While global tourism arrivals will rise by 30% in 2023 – following 60% growth in 2022 – they will still not return to pre-pandemic levels.
This is according to The Economist’s Economic Intelligence Unit (EIU) report, ‘Tourism Outlook 2023’ which highlights that there are many headwinds facing tourism recovery in 2023.
Last year the EIU forecasted that global tourism would recover to near pre-pandemic levels by the end of 2023, as fear of COVID-19 receded and restrictions were lifted.
However, Russia’s invasion of Ukraine in February 2022 and the accompanying political instability, global inflation and economic slowdown – as well as China’s strict zero-COVID strategy – have dampened those expectations.
A spokesperson for the EIU said: “We have now pushed our forecast for a tourism recovery firmly into 2024, with considerable turbulence likely in the interim. Even so, the depth of the tourism slump in 2020-21 means that strong growth is inevitable in 2023 now that travel restrictions have been lifted in most countries.”
Globally, the EIU expects pent-up demand for travel to drive growth of 30% in international tourism arrivals, taking them to 1.6bn. This follows growth of 60% in 2022 but will still not be enough to take total arrivals to their 2019 level of 1.8bn.

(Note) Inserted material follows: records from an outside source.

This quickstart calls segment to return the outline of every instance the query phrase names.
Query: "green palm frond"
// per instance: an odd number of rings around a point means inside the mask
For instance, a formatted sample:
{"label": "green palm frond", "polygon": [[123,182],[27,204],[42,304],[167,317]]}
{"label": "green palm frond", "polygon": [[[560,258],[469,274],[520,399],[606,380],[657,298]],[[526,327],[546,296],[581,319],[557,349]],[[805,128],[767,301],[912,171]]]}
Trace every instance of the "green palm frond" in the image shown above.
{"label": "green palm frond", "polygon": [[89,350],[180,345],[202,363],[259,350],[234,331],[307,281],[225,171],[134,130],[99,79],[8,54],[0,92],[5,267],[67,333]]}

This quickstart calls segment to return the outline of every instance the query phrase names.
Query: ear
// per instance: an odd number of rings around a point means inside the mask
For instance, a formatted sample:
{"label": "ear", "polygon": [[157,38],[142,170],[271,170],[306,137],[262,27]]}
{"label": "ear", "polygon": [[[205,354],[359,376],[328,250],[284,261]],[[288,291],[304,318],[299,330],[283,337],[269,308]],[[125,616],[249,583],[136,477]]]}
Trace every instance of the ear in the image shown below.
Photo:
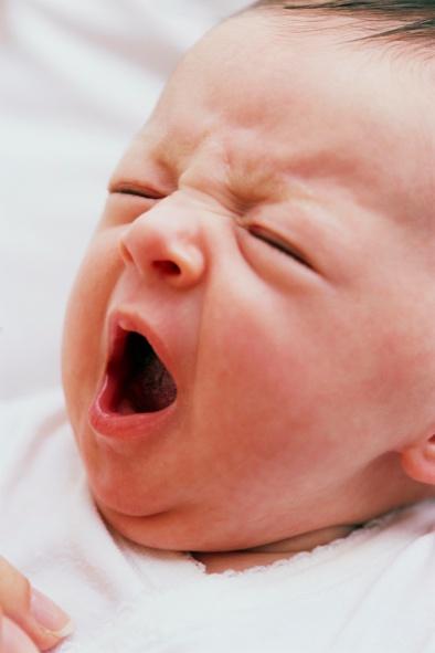
{"label": "ear", "polygon": [[435,435],[429,435],[401,451],[402,467],[414,481],[435,485]]}

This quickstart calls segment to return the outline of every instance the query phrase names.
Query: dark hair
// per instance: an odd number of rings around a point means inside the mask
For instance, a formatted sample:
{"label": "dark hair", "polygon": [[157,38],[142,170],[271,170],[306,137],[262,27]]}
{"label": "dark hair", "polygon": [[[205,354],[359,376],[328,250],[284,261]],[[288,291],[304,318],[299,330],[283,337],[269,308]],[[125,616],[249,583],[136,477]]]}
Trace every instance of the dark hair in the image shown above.
{"label": "dark hair", "polygon": [[[280,10],[310,10],[314,15],[348,15],[374,24],[378,30],[364,35],[364,40],[385,40],[388,42],[413,41],[416,45],[435,51],[435,0],[327,0],[325,2],[297,0],[259,0],[255,8]],[[388,25],[388,29],[384,29]]]}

However, the trajectory will differ by region. Much of the Middle East, buoyed by high oil prices, has already seen a full recovery, while Eastern Europe will have to wait until 2025 because of the impact of the war in Ukraine. Other regions will range in between, with most reaching a full recovery in 2024.
Chinese travellers largely absent
As for key source markets, Chinese travellers will remain largely absent, highlights the EIU report. While the war in Ukraine has delayed the tourism recovery, an even bigger factor has been China’s zero-COVID policy.
China accounted for around one-tenth of the world’s tourism departures before COVID, but the EIU expects its borders to remain largely locked until at least mid-2023.
The report notes that there is even a risk that the zero-COVID policy could be extended if the pandemic continues to be a threat. If all goes to plan, however, authorities will gradually take a less strict stance towards the virus, easing (but not lifting) mandatory quarantine measures and inbound travel controls.
However, the report highlights that frequent mass testing of the population in big cities, and occasional lockdowns in smaller cities will continue to keep sporadic outbreaks from spiralling out of control.
In this scenario, the number of outbound travellers from China are likely to more than double in 2023, to around 59 million. This would be only a little more than a third of the 155m departures in 2019, when China was the world’s biggest source of tourists.
High prices and labour shortages
The EIU report said inflation would not only affect travellers in 2023, but also the tourism sector. Hotels, bars and restaurants are grappling with high food and energy prices, while airlines are contending with high fuel bills. Airlines also face increasing wage pressures amid a chronic labour shortage.
After laying off staff during the pandemic, many companies have struggled to rehire. This lack of staff has caused airport queues and caps on passenger numbers, as well as flight cancellations and lost luggage in the summer of 2022. The chief executive of Heathrow Airport Holdings, John Holland-Kaye, has warned that problems will last until the end of 2023.